Sie entschied, nicht darauf einzugehen. »Na ja, vielleicht ist die Antwort in dem Manuskript zu finden.«
»Meinst du nicht, dass ich Besseres zu tun habe, als das Machwerk irgendeines verrückten Typen zu lesen?«
»Im Moment? Vielleicht nicht.« Kaum hatte sie die Worte ausgesprochen, bereute sie sie zutiefst. »Entschuldige, Liebling. Ich hab’s nicht so gemeint.«
»O doch, ganz bestimmt.«
Das Telefon läutete, und Dermot erstarrte. »Wenn das Esther ist – ich bin beim Joggen.«
Neela seufzte. »Du kannst ihr nicht bis in alle Ewigkeiten aus dem Weg gehen. Du musst mit ihr reden. Alles erklären. Ihr offen sagen, wie die Dinge stehen. Du bist kein Automat, der alle zwei Jahre einen Roman ausspucken kann. Zu seiner Zeit war Dostojewski ein Schnellschreiber, und er hat im Schnitt alle drei Jahre ein Buch geschafft.«
Sie nahm den Hörer ab. »Hi, Esther. Leider hat er gerade das Haus verlassen, um in den Park zu gehen. Joggen. Ich sage ihm, dass er zurückrufen soll, wenn er wieder da ist. Alles Gute. Tschüs.«
Sie legte den Hörer weg, und Dermot umarmte sie.
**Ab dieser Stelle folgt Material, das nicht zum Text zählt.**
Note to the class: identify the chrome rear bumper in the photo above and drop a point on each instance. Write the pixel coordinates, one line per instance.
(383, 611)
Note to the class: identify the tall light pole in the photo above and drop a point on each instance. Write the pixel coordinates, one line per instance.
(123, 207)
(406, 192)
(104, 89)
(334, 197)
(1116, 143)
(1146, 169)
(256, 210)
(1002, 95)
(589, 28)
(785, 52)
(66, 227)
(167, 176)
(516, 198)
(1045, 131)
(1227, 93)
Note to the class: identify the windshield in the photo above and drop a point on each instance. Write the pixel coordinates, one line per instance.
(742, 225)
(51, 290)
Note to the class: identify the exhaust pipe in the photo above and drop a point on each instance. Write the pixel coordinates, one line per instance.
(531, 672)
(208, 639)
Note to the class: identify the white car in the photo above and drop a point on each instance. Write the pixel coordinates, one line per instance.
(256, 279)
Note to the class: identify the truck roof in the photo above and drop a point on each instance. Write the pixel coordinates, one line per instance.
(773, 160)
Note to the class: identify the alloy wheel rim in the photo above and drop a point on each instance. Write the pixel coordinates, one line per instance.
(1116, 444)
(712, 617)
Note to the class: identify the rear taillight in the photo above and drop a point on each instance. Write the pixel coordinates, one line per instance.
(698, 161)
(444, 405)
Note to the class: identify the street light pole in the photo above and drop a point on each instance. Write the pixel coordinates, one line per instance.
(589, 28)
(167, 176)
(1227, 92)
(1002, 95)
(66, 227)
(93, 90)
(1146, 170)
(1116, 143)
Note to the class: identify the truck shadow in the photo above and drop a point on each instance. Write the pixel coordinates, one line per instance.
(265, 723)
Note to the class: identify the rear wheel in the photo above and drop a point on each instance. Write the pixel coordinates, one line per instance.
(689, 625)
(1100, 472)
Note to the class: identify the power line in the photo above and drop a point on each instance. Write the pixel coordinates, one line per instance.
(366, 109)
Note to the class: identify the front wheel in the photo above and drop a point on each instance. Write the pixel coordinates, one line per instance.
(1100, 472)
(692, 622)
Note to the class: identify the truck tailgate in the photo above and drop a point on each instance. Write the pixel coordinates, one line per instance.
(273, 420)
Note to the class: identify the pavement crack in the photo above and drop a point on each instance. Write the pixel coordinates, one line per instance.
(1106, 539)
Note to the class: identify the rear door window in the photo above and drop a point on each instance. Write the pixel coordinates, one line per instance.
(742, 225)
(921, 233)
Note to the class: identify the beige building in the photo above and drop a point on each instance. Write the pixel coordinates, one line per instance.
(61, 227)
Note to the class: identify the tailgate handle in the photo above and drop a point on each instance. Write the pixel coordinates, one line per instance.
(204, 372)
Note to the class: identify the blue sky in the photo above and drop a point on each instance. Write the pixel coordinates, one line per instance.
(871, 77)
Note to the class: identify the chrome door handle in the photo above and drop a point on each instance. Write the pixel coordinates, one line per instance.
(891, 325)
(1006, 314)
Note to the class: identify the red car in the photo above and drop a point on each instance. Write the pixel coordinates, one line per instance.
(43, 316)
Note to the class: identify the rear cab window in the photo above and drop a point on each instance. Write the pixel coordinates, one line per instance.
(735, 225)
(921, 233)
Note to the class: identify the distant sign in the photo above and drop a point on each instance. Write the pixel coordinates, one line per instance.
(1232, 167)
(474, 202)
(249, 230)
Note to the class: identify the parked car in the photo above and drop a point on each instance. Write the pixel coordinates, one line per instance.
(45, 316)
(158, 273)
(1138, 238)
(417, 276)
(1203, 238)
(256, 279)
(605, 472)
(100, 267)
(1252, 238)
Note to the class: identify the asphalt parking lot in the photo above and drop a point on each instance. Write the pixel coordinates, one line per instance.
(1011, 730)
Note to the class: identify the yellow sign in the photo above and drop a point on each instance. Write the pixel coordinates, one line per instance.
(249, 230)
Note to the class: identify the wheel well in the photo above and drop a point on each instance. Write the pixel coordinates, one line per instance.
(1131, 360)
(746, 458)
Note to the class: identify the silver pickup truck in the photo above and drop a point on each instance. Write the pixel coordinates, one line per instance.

»Danke. Du darfst das Vertrauen nicht verlieren, Neela. Alles wird gut. Bald werden wir wieder das gute Leben genießen, und dann bekommen wir die Babys, die du dir wünschst. Du musst an mich glauben. Das ist alles.«
»Ich habe niemals an dir gezweifelt, Liebling. Nicht vor dem Booker Prize und nicht danach.«
Neela sah zu, wie Dermot das Manuskript zum zweiten Mal in den Papierkorb warf. »Darf ich mir das mal anschauen, ehe du es den Müllmännern überlässt?«
»Es ist brutal, nihilistisch und sadistisch – das ist mein Eindruck nach den ersten drei Seiten. Aber bitte, überzeug dich selbst. Ich ziehe einen Spaziergang vor. Vielleicht inspiriert mich die frische Luft. Ausflüge in die Tundra haben bei Tolstoi gewirkt.«
»Ist er nicht an Lungenentzündung gestorben?«
»Der springende Punkt ist, dass er vor seinem Tod sehr produktiv war. Außerdem lebte er in Russland, um Himmels willen. Er ist bei minus dreißig Grad ohne Thermoklamotten durch die Gegend gestapft. Irgendwann musste ihn die Kälte ja umbringen.«
Neela nahm das Manuskript aus dem Papierkorb und ging damit in die Küche.